When it comes to delivery, there’s an added twist to the luxury experience, too. You can have the car delivered to your home by a specialist, as we did, or you can collect your car with a motorshow-style reveal from the Range Rover studio at the factory in Solihull.
Perhaps most luxurious of all is the option to have your car presented at London’s prestige Grosvenor House hotel after breakfast or afternoon tea.
So the buying process lives up to the luxury lifestyle, but what about the car?
We knew the new Range Rover was good – which is why we’ve already given it an award – but I’ll be living with the car for the next nine months to see if it truly is the best luxury car money can buy.
So far, my D350 HSE model is living up to its promise. The Range Rover is full of stunning design features inside and out, drives sublimely, comes with nicely integrated technology and is proving to be pleasingly frugal so far.
And it’s so quiet, my daughter thought the model was electric.
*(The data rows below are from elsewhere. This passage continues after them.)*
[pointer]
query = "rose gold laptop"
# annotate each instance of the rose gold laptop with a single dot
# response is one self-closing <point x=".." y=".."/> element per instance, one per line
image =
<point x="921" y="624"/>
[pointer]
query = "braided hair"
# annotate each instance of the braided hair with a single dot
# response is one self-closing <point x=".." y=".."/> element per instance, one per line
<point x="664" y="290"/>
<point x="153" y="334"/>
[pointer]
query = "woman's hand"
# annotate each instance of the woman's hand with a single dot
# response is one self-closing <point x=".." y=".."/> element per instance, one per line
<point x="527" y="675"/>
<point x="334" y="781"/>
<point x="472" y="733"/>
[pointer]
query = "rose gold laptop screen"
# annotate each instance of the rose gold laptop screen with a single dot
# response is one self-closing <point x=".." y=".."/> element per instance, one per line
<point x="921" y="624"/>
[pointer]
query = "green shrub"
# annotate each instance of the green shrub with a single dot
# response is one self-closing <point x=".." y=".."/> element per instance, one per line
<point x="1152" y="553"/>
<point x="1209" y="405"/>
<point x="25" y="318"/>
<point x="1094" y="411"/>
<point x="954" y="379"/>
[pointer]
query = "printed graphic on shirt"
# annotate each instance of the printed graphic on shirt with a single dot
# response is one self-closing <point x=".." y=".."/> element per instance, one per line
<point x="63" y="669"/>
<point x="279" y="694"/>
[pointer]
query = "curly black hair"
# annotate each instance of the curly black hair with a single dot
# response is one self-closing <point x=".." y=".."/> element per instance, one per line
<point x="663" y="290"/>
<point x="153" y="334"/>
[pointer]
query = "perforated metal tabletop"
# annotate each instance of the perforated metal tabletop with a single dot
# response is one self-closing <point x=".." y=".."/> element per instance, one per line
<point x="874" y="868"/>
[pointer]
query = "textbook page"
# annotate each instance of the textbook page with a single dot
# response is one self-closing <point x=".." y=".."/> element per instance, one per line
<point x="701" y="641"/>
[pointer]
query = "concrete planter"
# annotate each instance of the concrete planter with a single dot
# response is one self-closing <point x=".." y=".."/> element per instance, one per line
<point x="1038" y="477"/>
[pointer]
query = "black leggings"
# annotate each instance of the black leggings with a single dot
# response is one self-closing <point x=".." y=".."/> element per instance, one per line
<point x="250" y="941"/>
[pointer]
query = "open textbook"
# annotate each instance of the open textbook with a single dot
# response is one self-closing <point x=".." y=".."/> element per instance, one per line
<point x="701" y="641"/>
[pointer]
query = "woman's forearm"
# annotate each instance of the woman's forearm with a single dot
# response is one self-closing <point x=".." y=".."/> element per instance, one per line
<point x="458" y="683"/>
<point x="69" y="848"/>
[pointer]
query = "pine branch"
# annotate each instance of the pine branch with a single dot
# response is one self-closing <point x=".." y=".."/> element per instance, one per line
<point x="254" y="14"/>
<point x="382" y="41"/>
The genuine electric Range Rover arrives next year, which might well add a further touch of opulence to this hugely impressive piece of automotive design and engineering.
|Model:||Range Rover HSE D350|
|On fleet since:||February 2023|
|Engine:||3.0-litre 6cyl turbodiesel, 345bhp|
|Options:||Premium upgrade interior pack (£2,250), Versatile loadspace floor (£750), Auto-folding loadspace cover (£150), Four-zone Climate Control (£980), Electric rear side window sunblinds (£550), Meridian Signature Sound System (£4,435)|
|Insurance:||Group 50 Quote: £5,125*|
Faulty auxiliary feed belt and tensioner replaced under warranty. Scrolling indicator lost its ability to scroll. Door mirror heating failure.
*Insurance quote from AA (0800 107 0680) for a 42-year-old in Banbury, Oxon, with three points.